SLIT studies to date have been primarily uncontrolled trials. Results of a small study of dogs with dust mite allergy conducted at the University of Wisconsin by Dr. Doug DeBoer showed 80 percent clinical benefit, including significant increases in IgG and reductions in IgE for specific allergens.

Another study reported the effectiveness of SLIT in sensitized Beagles.

Dr. DeBoer also conducted an open trial of dogs with atopic dermatitis who had never received allergy shots, and about 60 percent showed significant improvement. And in dogs that can’t receive injections for either behavior-related reasons or due to an anaphylactic reaction, 50 percent were successfully treated with sublingual administration.

Pros and Cons of Sublingual Immunotherapy

Probably the greatest advantage of SLIT is that it doesn’t involve an injection. Many pet owners don’t love the idea of given their dog or cat shots, and pets don’t love being on the receiving end of them, either. Most dogs seem to easily accept sublingual drops and even like the taste.

Another benefit is that SLIT doesn’t appear to bother allergy sufferers who have had severe reactions to allergy injections. This includes both people and dogs.

One of the bigger drawbacks to SLIT is that successful treatment requires daily discipline in giving the drops, which some pet owners find challenging.

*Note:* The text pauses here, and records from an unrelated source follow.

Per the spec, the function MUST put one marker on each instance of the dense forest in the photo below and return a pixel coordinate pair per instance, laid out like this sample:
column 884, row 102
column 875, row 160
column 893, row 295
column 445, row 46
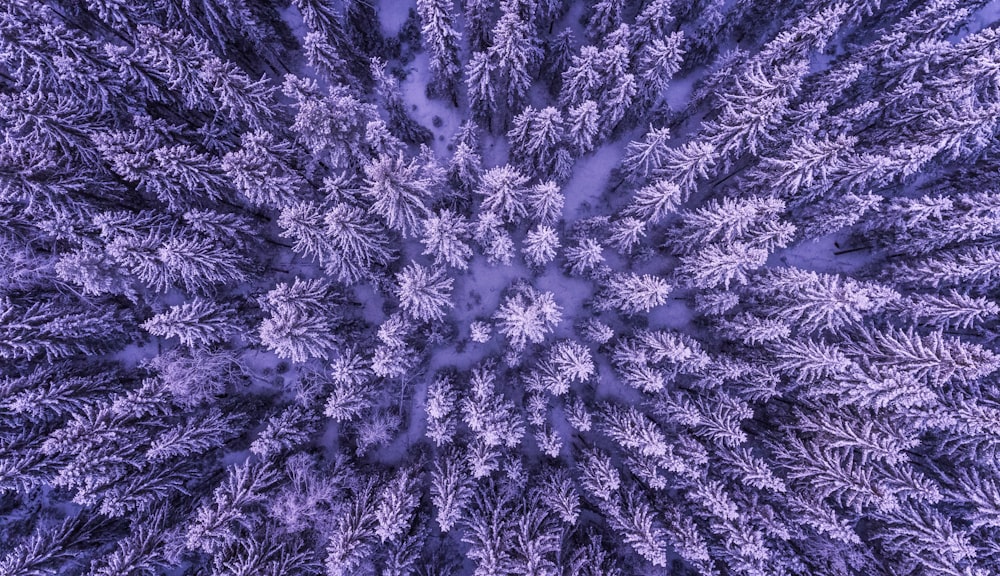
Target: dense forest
column 515, row 287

Another issue is that according to one supplier of the allergy drops, adverse reactions occur in four percent of dogs. Most reactions are mild and transient, and happen at the start of treatment and then disappear within a few days to a week of continued treatment. The most common reaction is worsening of symptoms, usually increased itching. Some dogs are reported to rub or scratch at their mouth after receiving the drops, which probably indicates the area of delivery is itchy. A few dogs also experienced GI upset or vomiting.

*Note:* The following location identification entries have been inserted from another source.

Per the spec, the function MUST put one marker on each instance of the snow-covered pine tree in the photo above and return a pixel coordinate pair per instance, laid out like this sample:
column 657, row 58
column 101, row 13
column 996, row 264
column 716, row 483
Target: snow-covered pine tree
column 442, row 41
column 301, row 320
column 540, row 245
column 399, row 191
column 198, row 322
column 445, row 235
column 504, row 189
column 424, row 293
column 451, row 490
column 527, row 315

If You Have a Pet with Environmental Allergies

I’ve had good success using a sublingual product called regionally-specific immunotherapy, or RESPIT®. RESPIT® is an immunotherapy product that doesn’t depend on allergy testing. It uses a mixture of the most significant regional allergens instead. So if you’ve just moved to the Midwest in the middle of ragweed season and your dog is suffering miserably, this may be a great option.

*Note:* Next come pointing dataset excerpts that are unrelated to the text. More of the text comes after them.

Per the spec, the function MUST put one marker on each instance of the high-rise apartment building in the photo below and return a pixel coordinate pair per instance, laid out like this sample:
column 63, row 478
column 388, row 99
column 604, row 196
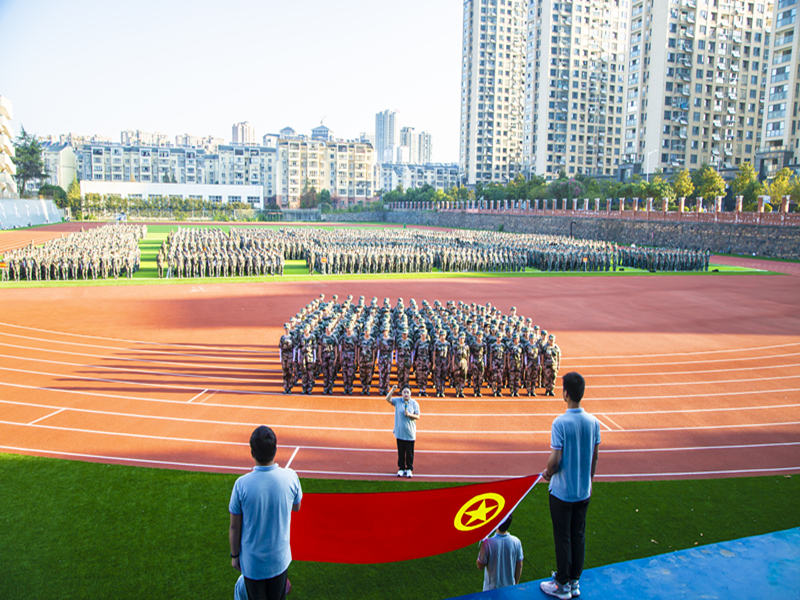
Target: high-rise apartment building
column 780, row 145
column 574, row 87
column 492, row 85
column 696, row 83
column 386, row 136
column 8, row 185
column 243, row 134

If your dog or cat has been diagnosed with atopic dermatitis – an allergic skin condition – I would recommend asking your veterinarian about sublingual immunotherapy (SLIT), which can often successfully resolve the underlying problem instead of just addressing the symptoms. Most pets require an “immediate relief” protocol (including therapeutic bathing, herbs and nutraceuticals that reduce inflammation), in addition to beginning a desensitization protocol of any kind. Desensitizing pets is one of the best long-term solutions for managing allergies, and now there’s a needle-free option available.